No. They are interested in party politics.
What is the difference?
Politics is all bout life, about how society should be organised, about happiness, truth and pain. Party politics is about when Mrs Thatcher should call the next election.
But British papers are full of politics.
No, full of party politics. All the same stories are on the Benn slams Kinnock raps Thatcher sacks Ridley level. If Mrs Thatcher had to choose between the welfare of the Tory party and the welfare of the country, she would opt for the Tory party. As she has done, indeed, for the past 11 years.
If we were really interested in politics, Nicholas Ridley would have been sacked a long time ago from his Trade and Industry post on the grounds he was doing nothing for trade and industry.
Local government used to be a refuge from party politics, but even that now is governed by national politics, so that people vote for their local councillor on the basis of what Mr Kinnock says about the bomb.
What does Mr Kinnock say about the bomb?
Very little, He’s learning.
What is the system in Britain?
We have a two-party system, with the two parties taking it in turns to run the country.
So the voters vote for the better party?
No – they vote against the worst one, or the one they are sick of. British voters rarely vote for anything, only against things.
What is there to choose between the two parties?
Not much. The Tory party, which has been in power for 11 years, tends to be dominated by inexperienced nitwits. The Labour Party, with virtually no experience of office, is full of wise-heads. Apart from that, not a great deal of difference.
So they agree on most things?
They agree on absolutely nothing except being against the Irish bomb outrages and for the Queen Mother. The time of Parliament is taken up by the government proposing measures and the Opposition condemning them.
So when the Opposition comes to power, they withdraw all these measures and laws?
Oh, no. They never tamper with what the outgoing government has done. It’s the same, by and large, as what they would have done.

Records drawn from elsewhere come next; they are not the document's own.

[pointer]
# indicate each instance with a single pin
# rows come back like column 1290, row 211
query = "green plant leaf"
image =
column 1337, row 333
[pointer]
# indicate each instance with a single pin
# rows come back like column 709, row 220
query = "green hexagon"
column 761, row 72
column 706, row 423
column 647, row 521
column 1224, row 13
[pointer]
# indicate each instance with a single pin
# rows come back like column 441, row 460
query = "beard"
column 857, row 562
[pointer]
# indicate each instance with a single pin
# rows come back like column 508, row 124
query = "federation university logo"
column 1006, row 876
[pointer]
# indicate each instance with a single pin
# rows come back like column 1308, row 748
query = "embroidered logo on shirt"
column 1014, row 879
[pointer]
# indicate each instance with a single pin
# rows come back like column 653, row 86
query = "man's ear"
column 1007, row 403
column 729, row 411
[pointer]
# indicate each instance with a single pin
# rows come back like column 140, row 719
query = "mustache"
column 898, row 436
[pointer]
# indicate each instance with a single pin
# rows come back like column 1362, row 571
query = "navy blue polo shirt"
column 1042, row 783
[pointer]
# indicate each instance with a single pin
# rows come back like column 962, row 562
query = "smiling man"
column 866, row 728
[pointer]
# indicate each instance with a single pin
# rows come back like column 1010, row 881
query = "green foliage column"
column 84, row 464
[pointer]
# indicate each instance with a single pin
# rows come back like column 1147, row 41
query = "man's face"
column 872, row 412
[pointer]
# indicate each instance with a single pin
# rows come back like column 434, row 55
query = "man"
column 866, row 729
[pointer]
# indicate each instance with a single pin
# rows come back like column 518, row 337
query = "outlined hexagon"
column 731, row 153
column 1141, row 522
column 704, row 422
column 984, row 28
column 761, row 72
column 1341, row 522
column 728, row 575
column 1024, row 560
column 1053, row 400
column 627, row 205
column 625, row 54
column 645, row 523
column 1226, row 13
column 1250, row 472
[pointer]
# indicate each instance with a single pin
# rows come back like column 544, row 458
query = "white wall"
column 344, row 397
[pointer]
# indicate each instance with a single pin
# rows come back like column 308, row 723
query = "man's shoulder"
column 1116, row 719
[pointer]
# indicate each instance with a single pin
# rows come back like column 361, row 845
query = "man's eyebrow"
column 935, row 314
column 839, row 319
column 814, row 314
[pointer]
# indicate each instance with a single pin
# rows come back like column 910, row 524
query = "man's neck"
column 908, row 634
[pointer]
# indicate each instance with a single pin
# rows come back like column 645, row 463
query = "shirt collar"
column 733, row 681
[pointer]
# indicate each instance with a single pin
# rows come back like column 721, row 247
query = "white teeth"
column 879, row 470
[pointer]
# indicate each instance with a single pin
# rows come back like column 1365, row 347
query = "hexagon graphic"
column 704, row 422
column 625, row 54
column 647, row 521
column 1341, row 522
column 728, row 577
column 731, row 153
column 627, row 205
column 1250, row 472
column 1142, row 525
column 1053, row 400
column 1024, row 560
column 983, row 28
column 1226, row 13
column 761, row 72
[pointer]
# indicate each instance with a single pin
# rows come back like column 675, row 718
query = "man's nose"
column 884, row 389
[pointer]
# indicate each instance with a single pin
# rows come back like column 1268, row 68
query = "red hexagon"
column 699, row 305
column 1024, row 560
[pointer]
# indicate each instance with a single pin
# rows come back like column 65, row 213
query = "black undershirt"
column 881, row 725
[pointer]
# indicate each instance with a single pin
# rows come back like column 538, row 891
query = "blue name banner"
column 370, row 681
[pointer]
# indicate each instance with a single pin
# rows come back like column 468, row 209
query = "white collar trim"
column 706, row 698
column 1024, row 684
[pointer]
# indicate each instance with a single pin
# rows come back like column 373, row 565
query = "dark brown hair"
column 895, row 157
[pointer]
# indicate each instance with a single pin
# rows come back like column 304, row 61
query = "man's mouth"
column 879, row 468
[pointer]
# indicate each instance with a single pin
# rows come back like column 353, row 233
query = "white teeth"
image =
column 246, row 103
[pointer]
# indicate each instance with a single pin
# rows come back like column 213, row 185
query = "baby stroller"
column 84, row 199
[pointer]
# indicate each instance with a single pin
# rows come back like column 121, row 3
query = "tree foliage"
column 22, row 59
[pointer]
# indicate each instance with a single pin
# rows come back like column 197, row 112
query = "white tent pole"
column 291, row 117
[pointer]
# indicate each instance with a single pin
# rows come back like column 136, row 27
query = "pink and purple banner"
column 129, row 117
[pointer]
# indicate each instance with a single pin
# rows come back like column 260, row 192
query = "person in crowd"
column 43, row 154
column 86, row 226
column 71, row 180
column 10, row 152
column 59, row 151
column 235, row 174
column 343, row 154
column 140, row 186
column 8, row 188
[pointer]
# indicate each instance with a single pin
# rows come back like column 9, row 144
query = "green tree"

Instead, they introduce their own measure.
Which are condemned by the outgoing government, no matter how good or bad they are?
You’re getting the idea.
So there is no debate at all in Parliament?
It is largely confined to Mr Kinnock asking questions that are so long that Mrs Thatcher can answer any bit of them she likes.
And what does she answer?
Nothing. She only answers the questions she hears in her own mind.
A bit like Gilbert Pinfiold?
I think she would compare it more to Joan of Arc.
So where does the real political debate take place?
On TV programmes such as Question Time, where members of the public are allowed to ask real questions of real politicians.
And what happens?
Mr Kenneth Baker leans forward to say things in such an insufferably patronising way nobody would agree with him even if he were telling the truth, while the camera cuts to a shadow minister laughing an shaking hi head in disbelief.
Is that really how Britain is run?
Oh, no. We don’t talk about the way Britain is really run.
Why is Mrs Thatcher so insistent on not surrendering sovereignty to Europe?
Because we surrendered it to America years ago.
Why are people not up in arms about this?
The British only get interested in politics if it hits their wallet – their only interest in 1992 is how it will affect the duty-free area at airports. Give away millions of pounds to British Aerospace and nobody worries. Add a couple of hundred pounds to people’s bill with the poll tax, and the nation calls for Mrs Thatcher’s blood.
When will they get it?
When she calls the next election.
When will that be?
You see, you’ve got the spirit of our politics already. Welcome to Britain!